My process was like, I took all these photos. I mean, there’s also all these levels of digitization and then back to analog and then into digitization again. There’s a lot of movement between those two different modes. I would take photos of his, for example, a letter he wrote, and then it would be in my computer and then I would take my computer to my studio. Because I lived in California and the archives were in Massachusetts. Then I would turn off the lights in my studio, hold up my Arches Hot Press Paper, this thick drawing paper, and trace my computer screen in pencil to get his hand. And then I turn the lights back on, and then I would ink over my own pencil.

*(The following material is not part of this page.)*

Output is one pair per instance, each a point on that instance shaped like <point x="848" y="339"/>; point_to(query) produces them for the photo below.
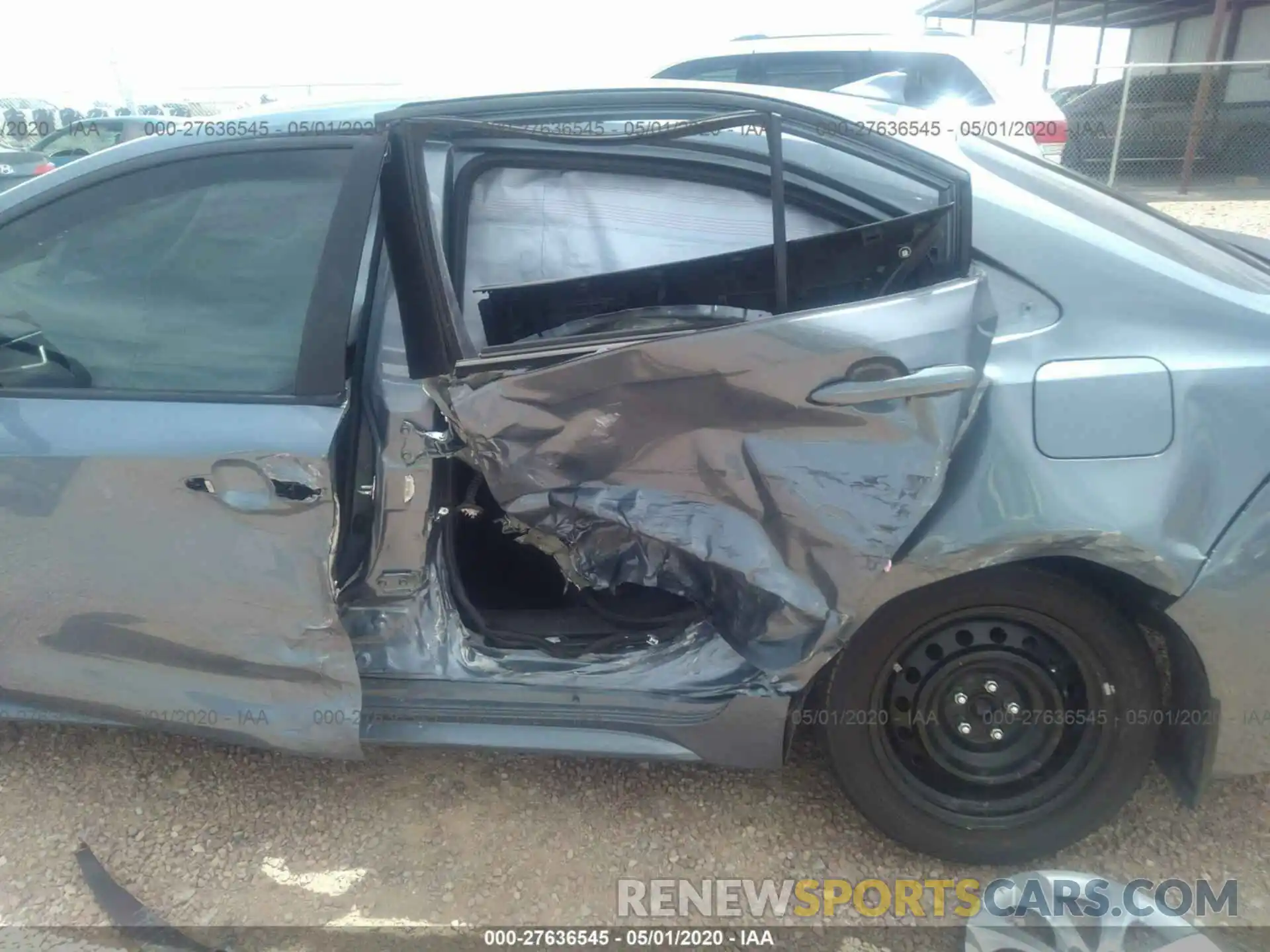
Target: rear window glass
<point x="1122" y="216"/>
<point x="930" y="77"/>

I did that over and over again for every part of the book that contains some sort of primary document. You trace and then you kind of have to fix the things that you didn’t get right where your hand was quivering. You have to edit a little bit.
But there was this really close looking that happened over and over again with his handwriting and other artifacts from his life. And I just felt like that was a way that I was accessing a certain kind of knowledge that feels important to me. And I guess I would label that kind of knowledge “embodied knowledge.” Like my hand started to learn something about the way that his hand moved.
A big question of the book is like, what is the value out of humans in the future? That’s important to me. I’ve grown up with these ideas that AI is comin’ for us and, you know, there’s a lot of positivity in there that we can talk about, but it’s scary to think about what matters about humanity in a digital, artificially intelligent future. And for me, it was the way that we understand through our bodies. There’s a way in which computers, robots could simulate that kind of knowledge. You know, possibly.
But at least the kinds of machines and algorithms that we’re dealing with now, you know, like large language models and their way of knowing things and understanding things, doesn’t include the mark of the body in the way that the body holds information. It just felt really important to me that it was a part of the process and that that came through to the reader.